TEMPO.CO, Jakarta - Gubernur Bank Indonesia Perry Warjiyo mengatakan arus modal asing sudah mulai kembali lagi ke negara-negara berkembang atau emerging market. Sebelumnya dana asing mengalir ke Amerika Serikat.
"Dalam beberapa waktu terakhir investor global keluar dulu dari emerging market, tapi enggak bisa terus-terusan, sekarang mulai berinvestasi lagi di emerging market," ujar Perry di Gedung Bank Indonesia, Kamis, 27 September 2018.
Perry melihat investor mulai masuk kembali ke negara-negara emerging, salah satunya Indonesia. Hal tersebut, tampak dari tingginya minat para investor asing terhadap lelang Surat Berharga Negara. "Perkembangannya sangat dinamis," kata dia. "Kami melihat investor global mulai melakukan diferensiasi terhadap negara dengan kebijakan yang responsif dan prudent."
Menurut Perry, saat ini pertumbuhan ekonomi global semakin tidak merata dan disertai ketidakpastian di pasar keuangan global yang masih tinggi. Ekonomi AS diperkirakan tetap kuat didukung akselerasi konsumsi dan investasi serta dibarengi tekanan inflasi yang tetap tinggi.
Belum lagi, The Fed menaikkan suku bunga kebijakan Fed Fund Rate sebesar 25 bps sebagai bagian dari proses normalisasi kebijakan moneter. "Sementara itu, pertumbuhan ekonomi negara-negara emerging market dan Eropa diperkirakan lebih rendah dari prakiraan," kata Perry.
Ekonomi Jepang dan Cina, menurut Perry, bahkan cenderung menurun. Ketidakmerataan pertumbuhan ekonomi global tersebut tidak terlepas dari ketegangan perdagangan antara AS dengan sejumlah negara lain. "Tingginya ketidakpastian di pasar keuangan global juga mendorong para investor menempatkan dananya di aset-aset yang dianggap aman, khususnya di AS."
Berbagai perkembangan tersebut, menurut Perry, pada gilirannya mengakibatkan dolar AS terus menguat yang kemudian mendorong aliran modal keluar dari negara-negara emerging market. Pada akhirnya kondisi tersebut menekan banyak mata uang negara berkembang. "Kami akan memantau seberapa jauh stimulus fiskal AS bisa mendorong pertumbuhan ekonomi di sana," ujar Perry.

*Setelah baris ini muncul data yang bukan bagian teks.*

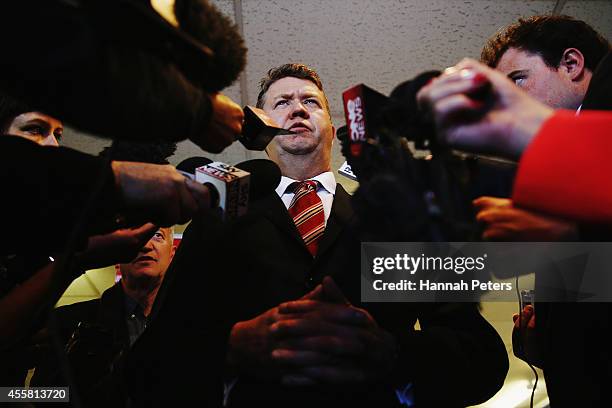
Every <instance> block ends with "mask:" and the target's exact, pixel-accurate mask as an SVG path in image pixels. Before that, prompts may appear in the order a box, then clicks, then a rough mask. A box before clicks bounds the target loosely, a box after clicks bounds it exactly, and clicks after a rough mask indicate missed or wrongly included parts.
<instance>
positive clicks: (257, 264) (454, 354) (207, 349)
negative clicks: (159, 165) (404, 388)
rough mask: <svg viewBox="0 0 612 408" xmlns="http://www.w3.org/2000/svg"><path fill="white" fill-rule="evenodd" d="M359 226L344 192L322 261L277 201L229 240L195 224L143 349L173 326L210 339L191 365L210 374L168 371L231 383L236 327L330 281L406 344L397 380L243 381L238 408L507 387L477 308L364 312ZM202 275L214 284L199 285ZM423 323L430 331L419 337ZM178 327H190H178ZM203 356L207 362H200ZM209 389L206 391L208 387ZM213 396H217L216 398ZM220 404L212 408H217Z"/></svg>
mask: <svg viewBox="0 0 612 408" xmlns="http://www.w3.org/2000/svg"><path fill="white" fill-rule="evenodd" d="M353 221H354V216H353V210H352V208H351V202H350V196H349V195H348V193H346V191H345V190H344V189H343V188H342V187H341V186H340V185H338V187H337V190H336V194H335V198H334V202H333V208H332V211H331V215H330V217H329V220H328V223H327V227H326V230H325V234H324V236H323V238H322V242H321V243H320V248H319V252H318V254H317V257H316V258H315V259H313V258H312V257H311V255H310V254H309V252H308V251H307V249H306V247H305V246H304V244H303V242H302V240H301V238H300V237H299V235H298V233H297V230H296V228H295V226H294V224H293V221H292V220H291V219H290V217H289V215H288V212H287V210H286V209H285V207H284V205H283V203H282V201H281V200H280V199H279V197H278V196H277V195H276V194H275V193H272V194H270V195H269V196H266V197H264V198H262V199H261V200H259V201H257V202H255V203H250V207H249V212H248V214H247V215H246V216H244V217H242V218H241V219H239V220H238V221H237V222H236V223H235V224H234V225H232V226H231V228H229V229H228V230H226V231H225V232H224V233H220V232H211V231H214V226H213V225H212V224H211V222H192V225H191V226H190V227H189V228H188V230H187V231H186V232H185V234H184V235H183V242H182V243H181V247H180V248H179V251H178V252H177V254H176V256H175V258H174V262H173V265H172V266H171V271H169V272H168V273H169V274H171V275H173V276H171V278H170V279H168V274H167V275H166V279H165V282H164V283H169V285H170V286H169V288H167V289H169V290H167V291H166V293H165V295H164V296H163V298H164V301H163V302H164V303H163V305H162V307H161V308H160V309H159V310H158V315H157V317H156V320H155V321H154V322H153V323H152V324H151V325H150V327H149V329H151V330H150V331H149V333H147V334H148V336H145V335H143V336H142V337H141V338H140V339H139V342H138V343H140V344H138V343H137V344H136V346H135V349H136V348H139V347H138V346H141V347H140V348H145V347H144V346H145V345H146V344H147V342H149V343H150V346H149V347H148V350H152V349H153V345H154V344H155V343H158V342H159V341H163V340H157V341H153V340H152V339H151V336H152V335H153V334H154V333H155V331H154V330H153V329H154V326H157V330H156V332H157V333H158V334H159V335H160V337H162V333H168V332H170V330H168V328H169V327H173V328H174V330H173V331H172V332H173V334H172V336H174V337H175V343H176V342H177V341H179V340H178V338H179V337H177V336H181V333H185V332H186V331H187V332H188V333H189V334H190V335H189V336H184V337H185V338H184V339H183V337H180V338H181V339H183V340H184V341H186V342H187V343H186V344H193V339H194V338H199V339H200V341H202V343H200V344H198V345H193V348H192V349H191V350H189V355H190V356H191V357H192V358H191V360H190V362H191V363H192V364H198V363H200V364H203V365H202V367H201V368H199V369H197V370H191V372H190V373H189V374H187V372H188V371H189V369H186V368H185V367H186V366H187V365H186V364H183V365H182V367H181V368H177V366H176V364H175V362H176V361H177V360H178V359H180V358H179V357H177V356H176V353H174V352H173V353H174V358H172V359H166V363H165V365H166V366H168V365H173V364H174V365H173V367H174V370H172V371H173V372H174V373H175V375H176V372H177V371H178V372H180V373H181V378H182V379H185V378H186V377H189V375H193V376H196V377H197V378H198V380H197V381H199V383H200V384H201V383H202V376H203V375H204V374H203V373H205V374H206V375H210V374H212V375H213V376H214V375H217V376H221V375H223V370H222V367H221V366H222V363H223V359H224V357H225V348H224V346H225V342H226V339H227V336H228V334H229V330H230V328H231V327H232V326H233V324H235V323H236V322H238V321H242V320H246V319H251V318H253V317H255V316H257V315H259V314H260V313H262V312H265V311H266V310H268V309H270V308H272V307H275V306H277V305H278V304H279V303H281V302H285V301H288V300H292V299H297V298H300V297H301V296H303V295H304V294H306V293H307V292H308V291H310V290H311V289H312V288H314V287H315V286H316V285H317V284H318V283H319V282H321V280H322V278H323V277H324V276H326V275H330V276H332V277H333V278H334V280H335V281H336V282H337V283H338V284H339V286H340V287H341V288H342V290H343V291H344V293H345V294H346V295H347V297H348V298H349V300H350V301H351V302H352V303H353V304H354V305H356V306H359V307H364V308H366V309H367V310H368V311H369V312H370V313H371V315H372V316H373V317H374V319H375V320H376V321H377V322H378V324H379V325H380V326H381V327H383V328H384V329H386V330H387V331H389V332H391V333H392V334H393V335H395V336H396V338H397V339H398V341H399V343H400V344H401V353H400V357H399V361H398V364H397V370H396V372H394V373H393V374H392V375H391V376H390V377H389V378H388V379H386V380H385V381H382V382H379V383H374V384H366V385H364V384H359V385H356V386H354V387H344V388H338V387H335V388H327V389H326V388H324V387H318V388H315V389H294V388H285V387H282V386H280V385H279V384H278V383H277V382H275V381H265V380H262V379H260V378H255V377H249V376H246V375H240V376H239V379H238V382H237V384H236V385H235V387H234V389H233V390H232V391H231V394H230V400H229V403H230V406H246V405H249V406H267V407H269V406H292V407H296V406H309V407H313V406H321V405H323V406H335V407H339V406H351V407H361V406H394V405H397V398H396V396H395V392H394V389H395V388H396V387H400V386H401V387H403V386H405V385H406V384H408V383H410V382H412V383H414V387H415V390H416V391H415V392H416V398H417V400H418V402H419V406H445V407H449V406H465V405H470V404H473V403H477V402H482V401H485V400H487V399H488V398H490V397H491V396H492V395H493V394H494V393H495V392H496V391H497V390H498V389H499V388H500V387H501V385H502V383H503V380H504V378H505V375H506V371H507V368H508V361H507V355H506V350H505V348H504V345H503V343H502V341H501V339H500V338H499V336H498V335H497V333H496V332H495V330H494V329H493V328H492V327H491V326H490V325H489V324H488V323H487V322H486V321H485V320H484V319H483V318H482V317H481V316H480V314H479V313H478V310H477V307H476V305H473V304H409V303H404V304H383V303H379V304H374V303H373V304H362V303H361V301H360V288H359V282H360V274H359V262H360V257H359V254H360V252H359V249H360V243H359V238H358V235H357V231H355V230H354V228H353ZM213 241H216V243H217V244H221V245H215V242H213ZM222 248H224V250H221V249H222ZM202 277H205V279H198V278H202ZM170 282H172V283H171V284H170ZM196 282H200V285H204V286H199V285H198V284H196ZM198 286H199V287H198ZM196 287H197V289H196ZM194 291H195V292H197V293H198V294H199V296H197V295H196V293H195V292H194ZM159 299H160V298H159V296H158V300H159ZM185 299H190V302H191V310H193V308H194V307H196V306H200V307H198V311H201V312H202V315H201V316H200V317H201V318H202V320H201V323H200V324H199V325H196V324H194V323H190V321H189V320H186V319H185V317H184V316H185V315H186V313H184V312H185V307H187V303H186V302H185ZM176 305H182V306H178V307H177V306H176ZM181 312H182V313H181ZM198 313H199V312H198ZM417 318H418V319H419V321H420V325H421V327H422V328H423V330H421V331H415V330H414V329H413V327H414V324H415V322H416V320H417ZM177 320H180V321H182V323H180V324H179V325H177ZM179 326H182V328H180V327H179ZM161 327H163V328H164V329H161ZM203 332H205V333H207V334H206V335H202V333H203ZM189 339H191V343H190V340H189ZM213 339H215V340H213ZM183 340H180V341H183ZM166 344H167V343H166ZM158 347H159V346H158ZM208 347H214V348H213V349H212V350H211V349H208ZM144 354H145V353H142V355H144ZM198 354H199V355H200V357H198V358H195V356H197V355H198ZM132 356H133V355H132ZM202 356H204V357H203V360H200V358H202ZM159 357H160V359H161V358H162V357H161V356H159ZM140 361H141V362H142V361H144V360H142V359H141V360H140ZM134 365H135V366H138V364H137V363H134ZM162 371H164V372H167V370H165V369H164V370H162ZM138 377H139V374H130V375H129V378H138ZM209 378H210V376H209ZM151 380H153V381H154V379H151ZM159 381H160V383H163V381H162V380H159ZM169 381H172V379H169ZM187 381H190V380H187ZM193 382H195V381H193ZM218 383H219V381H218V378H216V379H214V380H209V379H208V378H207V384H208V385H210V386H211V387H214V386H218ZM154 388H155V387H150V388H149V389H154ZM183 389H184V388H183ZM199 389H200V391H201V392H204V390H202V387H201V386H200V387H199ZM209 391H212V393H213V394H214V390H209ZM218 395H219V394H217V396H218ZM156 400H157V401H159V400H160V398H156ZM200 400H201V398H200ZM214 401H215V400H214V399H212V400H208V403H209V405H210V404H214V403H215V402H214ZM216 401H217V403H218V402H219V400H216ZM149 402H155V401H149Z"/></svg>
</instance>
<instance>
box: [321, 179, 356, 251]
mask: <svg viewBox="0 0 612 408" xmlns="http://www.w3.org/2000/svg"><path fill="white" fill-rule="evenodd" d="M353 214H354V213H353V208H352V207H351V196H350V195H349V193H347V192H346V190H345V189H344V188H343V187H342V185H340V184H337V185H336V193H335V194H334V203H333V204H332V210H331V214H330V216H329V219H328V220H327V226H326V227H325V233H324V234H323V237H322V238H321V242H320V243H319V250H318V252H317V259H318V258H321V256H322V255H323V254H324V253H325V252H326V251H328V250H329V249H330V248H331V247H332V246H333V244H334V243H335V242H336V240H337V239H338V237H339V236H340V233H341V232H342V231H343V230H344V228H345V227H346V225H347V224H348V223H349V221H350V219H351V218H352V217H353Z"/></svg>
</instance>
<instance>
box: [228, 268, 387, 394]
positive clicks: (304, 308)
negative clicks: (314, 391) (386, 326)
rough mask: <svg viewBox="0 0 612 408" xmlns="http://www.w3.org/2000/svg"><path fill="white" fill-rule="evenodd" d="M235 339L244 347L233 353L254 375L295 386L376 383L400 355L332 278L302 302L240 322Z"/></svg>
mask: <svg viewBox="0 0 612 408" xmlns="http://www.w3.org/2000/svg"><path fill="white" fill-rule="evenodd" d="M231 337H232V340H231V343H232V344H231V348H232V349H234V350H235V351H238V350H236V347H238V348H242V350H241V351H242V353H240V354H238V353H236V354H234V353H233V354H234V355H237V354H238V355H242V357H243V358H245V360H243V362H245V361H249V362H250V363H251V364H252V365H251V369H254V371H255V373H256V374H259V375H263V374H264V373H266V374H268V375H272V376H275V377H279V378H280V381H281V382H282V383H283V384H285V385H293V386H309V385H316V384H355V383H363V382H367V381H375V380H377V379H379V378H382V377H384V376H385V375H386V374H388V373H389V372H390V370H392V368H393V365H394V361H395V356H396V353H397V346H396V343H395V339H394V338H393V336H392V335H390V334H389V333H388V332H386V331H384V330H382V329H381V328H380V327H378V325H377V324H376V322H375V321H374V319H373V318H372V316H371V315H370V314H369V313H368V312H367V311H366V310H364V309H360V308H357V307H355V306H353V305H351V304H350V303H349V302H348V300H347V299H346V298H345V297H344V295H343V294H342V292H341V291H340V289H339V288H338V287H337V285H336V284H335V283H334V281H333V280H332V279H331V278H329V277H326V278H325V279H324V281H323V283H322V284H321V285H319V286H317V287H316V288H315V289H314V290H313V291H312V292H310V293H308V294H307V295H305V296H304V297H302V298H301V299H299V300H295V301H291V302H286V303H282V304H280V305H279V306H277V307H275V308H272V309H270V310H268V311H267V312H265V313H264V314H262V315H260V316H258V317H256V318H255V319H252V320H250V321H247V322H241V323H238V324H237V325H236V326H234V330H233V331H232V336H231ZM241 340H242V341H241ZM245 340H246V342H245ZM245 344H248V346H247V347H246V348H244V347H242V346H244V345H245ZM247 349H249V350H248V351H247ZM245 351H246V354H245ZM247 355H248V356H247ZM234 362H235V363H238V364H239V362H238V361H234ZM253 363H255V364H254V365H253Z"/></svg>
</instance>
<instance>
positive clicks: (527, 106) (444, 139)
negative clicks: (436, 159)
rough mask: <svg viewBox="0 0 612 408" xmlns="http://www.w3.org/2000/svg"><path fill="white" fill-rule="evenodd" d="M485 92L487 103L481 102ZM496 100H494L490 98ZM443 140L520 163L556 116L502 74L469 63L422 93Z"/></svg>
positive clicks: (429, 85)
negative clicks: (536, 134) (524, 155)
mask: <svg viewBox="0 0 612 408" xmlns="http://www.w3.org/2000/svg"><path fill="white" fill-rule="evenodd" d="M478 93H480V94H482V95H483V96H484V98H483V99H484V101H483V100H480V98H475V97H474V95H475V94H478ZM487 99H490V100H487ZM417 100H418V102H419V105H420V106H421V108H423V109H426V110H429V111H431V113H432V114H433V118H434V122H435V125H436V128H437V132H438V137H440V138H441V139H442V140H443V141H445V142H446V143H448V144H449V145H451V146H453V147H456V148H458V149H463V150H467V151H474V152H484V153H490V154H499V155H502V156H504V157H509V158H512V159H517V158H519V157H520V156H521V154H522V152H523V150H524V149H525V147H526V146H527V145H528V144H529V142H530V141H531V139H532V138H533V136H535V134H536V132H537V131H538V130H539V129H540V127H541V126H542V124H543V123H544V122H545V121H546V120H547V119H548V118H549V117H550V116H552V114H553V112H554V111H553V109H552V108H550V107H548V106H546V105H544V104H542V103H540V102H538V101H536V100H535V99H533V98H532V97H530V96H529V95H528V94H527V93H525V92H524V91H523V90H521V89H520V88H519V87H517V86H516V85H515V84H514V83H513V82H512V81H511V80H510V79H508V78H507V77H506V76H504V75H503V74H502V73H501V72H498V71H495V70H493V69H491V68H489V67H487V66H485V65H483V64H481V63H479V62H477V61H475V60H472V59H464V60H462V61H461V62H460V63H459V64H457V65H455V66H454V67H451V68H447V69H446V70H445V71H444V73H443V74H442V75H440V76H439V77H438V78H436V79H434V80H433V81H432V82H431V83H429V84H427V85H426V86H424V87H423V88H422V89H421V90H420V91H419V93H418V94H417Z"/></svg>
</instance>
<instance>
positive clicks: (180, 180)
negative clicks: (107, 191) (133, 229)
mask: <svg viewBox="0 0 612 408" xmlns="http://www.w3.org/2000/svg"><path fill="white" fill-rule="evenodd" d="M111 167H112V170H113V173H114V174H115V184H116V186H117V188H118V190H119V192H120V194H121V197H122V200H123V206H124V208H125V213H124V214H122V215H123V216H124V217H125V220H124V222H125V225H126V226H127V225H142V224H144V223H146V222H152V223H154V224H156V225H158V226H159V227H169V226H171V225H175V224H184V223H185V222H187V221H189V220H190V219H191V217H192V216H193V215H194V214H196V213H197V212H198V211H201V210H204V209H208V208H210V192H209V190H208V187H206V186H204V185H202V184H200V183H197V182H195V181H193V180H190V179H188V178H186V177H185V176H183V175H182V174H181V173H179V172H178V171H177V170H176V169H175V168H174V167H173V166H170V165H157V164H148V163H137V162H121V161H113V162H111Z"/></svg>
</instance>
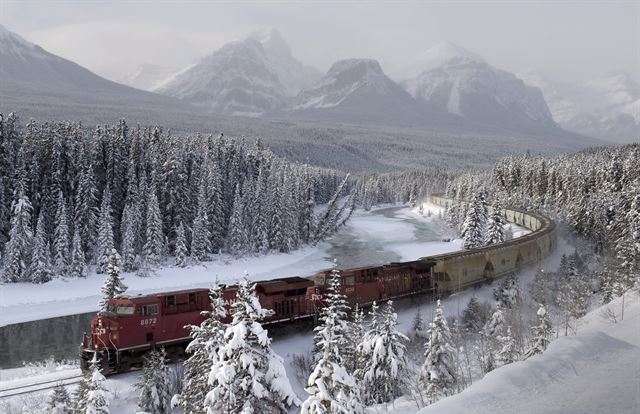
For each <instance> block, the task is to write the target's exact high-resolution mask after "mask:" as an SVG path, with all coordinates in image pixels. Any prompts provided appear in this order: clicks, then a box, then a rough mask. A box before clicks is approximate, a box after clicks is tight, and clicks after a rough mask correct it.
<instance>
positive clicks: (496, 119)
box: [395, 43, 556, 128]
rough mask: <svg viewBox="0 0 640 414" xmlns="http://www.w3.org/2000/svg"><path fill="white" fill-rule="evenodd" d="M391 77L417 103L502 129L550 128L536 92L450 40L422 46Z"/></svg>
mask: <svg viewBox="0 0 640 414" xmlns="http://www.w3.org/2000/svg"><path fill="white" fill-rule="evenodd" d="M395 76H396V79H399V81H400V83H401V85H403V86H404V87H405V88H406V90H407V91H408V92H409V93H410V94H411V95H412V96H413V97H414V98H415V99H416V100H418V101H419V102H421V103H423V104H425V105H426V106H428V107H432V108H437V109H440V110H442V111H447V112H449V113H451V114H455V115H458V116H460V117H463V118H465V119H468V120H471V121H474V122H477V123H480V124H488V125H494V126H499V127H507V128H520V127H527V128H528V127H538V128H554V127H555V126H556V125H555V123H554V120H553V117H552V115H551V112H550V111H549V108H548V107H547V104H546V102H545V100H544V97H543V95H542V93H541V91H540V90H539V89H537V88H535V87H532V86H528V85H526V84H525V83H524V82H523V81H522V80H521V79H518V78H517V77H516V76H515V75H513V74H511V73H509V72H506V71H503V70H500V69H497V68H494V67H493V66H491V65H489V64H488V63H486V62H485V61H484V60H483V59H482V58H481V57H479V56H478V55H475V54H473V53H471V52H468V51H466V50H464V49H462V48H460V47H459V46H456V45H453V44H451V43H442V44H440V45H437V46H435V47H434V48H432V49H430V50H428V51H427V52H426V53H425V54H424V55H423V56H422V57H421V58H420V59H418V60H417V61H416V63H414V64H412V65H411V66H410V67H408V68H407V69H406V70H404V71H400V72H398V73H397V74H396V75H395Z"/></svg>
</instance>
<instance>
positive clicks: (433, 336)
mask: <svg viewBox="0 0 640 414" xmlns="http://www.w3.org/2000/svg"><path fill="white" fill-rule="evenodd" d="M427 335H428V338H427V342H426V344H425V361H424V364H423V365H422V370H421V371H420V383H421V384H422V387H423V390H424V391H425V393H426V395H427V398H428V400H429V401H430V402H431V403H433V402H435V401H437V400H438V399H439V398H440V397H443V396H447V395H451V394H452V393H454V392H455V387H456V385H457V381H458V378H457V369H456V366H455V361H456V357H455V353H456V350H455V349H454V348H453V342H452V339H451V333H450V332H449V327H448V326H447V320H446V319H445V317H444V314H443V311H442V307H441V306H440V301H439V300H438V302H437V306H436V310H435V314H434V318H433V322H431V324H429V330H428V332H427Z"/></svg>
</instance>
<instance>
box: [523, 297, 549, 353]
mask: <svg viewBox="0 0 640 414" xmlns="http://www.w3.org/2000/svg"><path fill="white" fill-rule="evenodd" d="M536 315H538V324H537V325H536V326H534V327H532V328H531V330H532V332H533V339H532V342H531V346H530V348H529V349H528V350H527V352H526V354H525V358H529V357H531V356H533V355H537V354H541V353H543V352H544V350H545V349H547V346H549V342H551V340H550V338H551V335H552V334H553V331H552V326H551V321H550V320H549V315H548V313H547V309H546V308H545V306H544V305H542V304H541V305H540V308H539V309H538V312H537V313H536Z"/></svg>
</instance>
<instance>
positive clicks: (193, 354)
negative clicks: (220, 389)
mask: <svg viewBox="0 0 640 414" xmlns="http://www.w3.org/2000/svg"><path fill="white" fill-rule="evenodd" d="M209 299H210V300H211V312H206V314H205V316H206V319H205V320H204V321H203V322H202V323H201V324H200V326H195V325H190V326H189V329H190V331H191V333H190V335H191V338H192V339H191V342H189V345H188V346H187V352H188V353H189V354H191V356H190V357H189V359H187V360H186V361H185V363H184V387H183V389H182V394H181V395H180V398H179V404H180V407H182V410H183V411H184V412H185V413H191V414H205V413H206V407H205V397H206V395H207V392H208V390H209V388H210V386H209V373H210V372H211V367H212V366H213V363H214V362H217V361H218V357H219V351H220V348H221V347H222V345H224V331H225V326H224V324H223V323H222V318H224V317H225V316H226V314H227V312H226V308H225V304H224V298H223V297H222V287H221V286H220V285H219V284H218V282H216V283H214V285H213V286H212V287H211V289H210V290H209ZM216 381H217V380H216V379H215V378H213V379H212V382H211V384H212V385H215V384H217V382H216Z"/></svg>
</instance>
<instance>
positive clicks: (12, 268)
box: [3, 178, 33, 282]
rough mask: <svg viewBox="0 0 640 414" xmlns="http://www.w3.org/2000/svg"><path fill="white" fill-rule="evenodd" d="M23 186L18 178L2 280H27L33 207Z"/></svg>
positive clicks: (28, 197)
mask: <svg viewBox="0 0 640 414" xmlns="http://www.w3.org/2000/svg"><path fill="white" fill-rule="evenodd" d="M24 187H25V184H24V180H23V179H22V178H20V179H19V181H18V184H17V186H16V190H15V196H14V202H13V205H12V207H11V226H10V231H9V241H8V242H7V244H6V246H5V255H4V273H3V280H4V281H6V282H26V281H28V273H29V263H30V262H31V247H32V243H33V231H32V229H31V212H32V210H33V207H32V206H31V202H30V201H29V197H27V196H26V193H25V188H24Z"/></svg>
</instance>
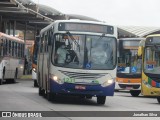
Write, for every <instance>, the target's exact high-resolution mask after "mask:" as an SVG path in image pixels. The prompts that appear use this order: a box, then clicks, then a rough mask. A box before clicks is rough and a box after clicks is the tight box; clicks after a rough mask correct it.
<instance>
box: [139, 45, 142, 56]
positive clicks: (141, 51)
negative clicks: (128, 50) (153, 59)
mask: <svg viewBox="0 0 160 120" xmlns="http://www.w3.org/2000/svg"><path fill="white" fill-rule="evenodd" d="M141 55H142V47H141V46H140V47H139V48H138V57H140V56H141Z"/></svg>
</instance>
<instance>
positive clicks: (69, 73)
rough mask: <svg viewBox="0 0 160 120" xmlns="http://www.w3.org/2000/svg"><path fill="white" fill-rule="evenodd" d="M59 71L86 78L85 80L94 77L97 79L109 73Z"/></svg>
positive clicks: (91, 78) (78, 78) (68, 76)
mask: <svg viewBox="0 0 160 120" xmlns="http://www.w3.org/2000/svg"><path fill="white" fill-rule="evenodd" d="M59 71H60V72H62V73H63V74H64V75H66V76H68V77H70V78H75V79H85V80H93V79H94V80H95V79H98V78H101V77H103V76H105V75H106V74H107V73H78V72H68V71H62V70H59Z"/></svg>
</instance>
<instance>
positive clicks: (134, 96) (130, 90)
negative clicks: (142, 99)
mask: <svg viewBox="0 0 160 120" xmlns="http://www.w3.org/2000/svg"><path fill="white" fill-rule="evenodd" d="M140 93H141V91H140V90H130V94H131V95H132V96H133V97H137V96H138V95H139V94H140Z"/></svg>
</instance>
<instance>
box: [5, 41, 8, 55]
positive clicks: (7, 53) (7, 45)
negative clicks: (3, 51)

Selain itu, Perry berujar BI bakal terus memperkuat koordinasi dengan pemerintah dan otoritas terkait untuk menjaga stabilitas ekonomi dan memperkuat ketahanan eksternal. defisit transaksi berjalan adalah salah satu faktor yang akan dicermati BI ke depannya, selain nilai tukar, stabilitas sistem keuangan hingga inflasi.
"Kami mencermati perkembangan perekonomian untuk menempuh langkah lanjutan guna memastikan tetap terjaganya stabilitas makroekonomi dan sistem keuangan," ujar Perry.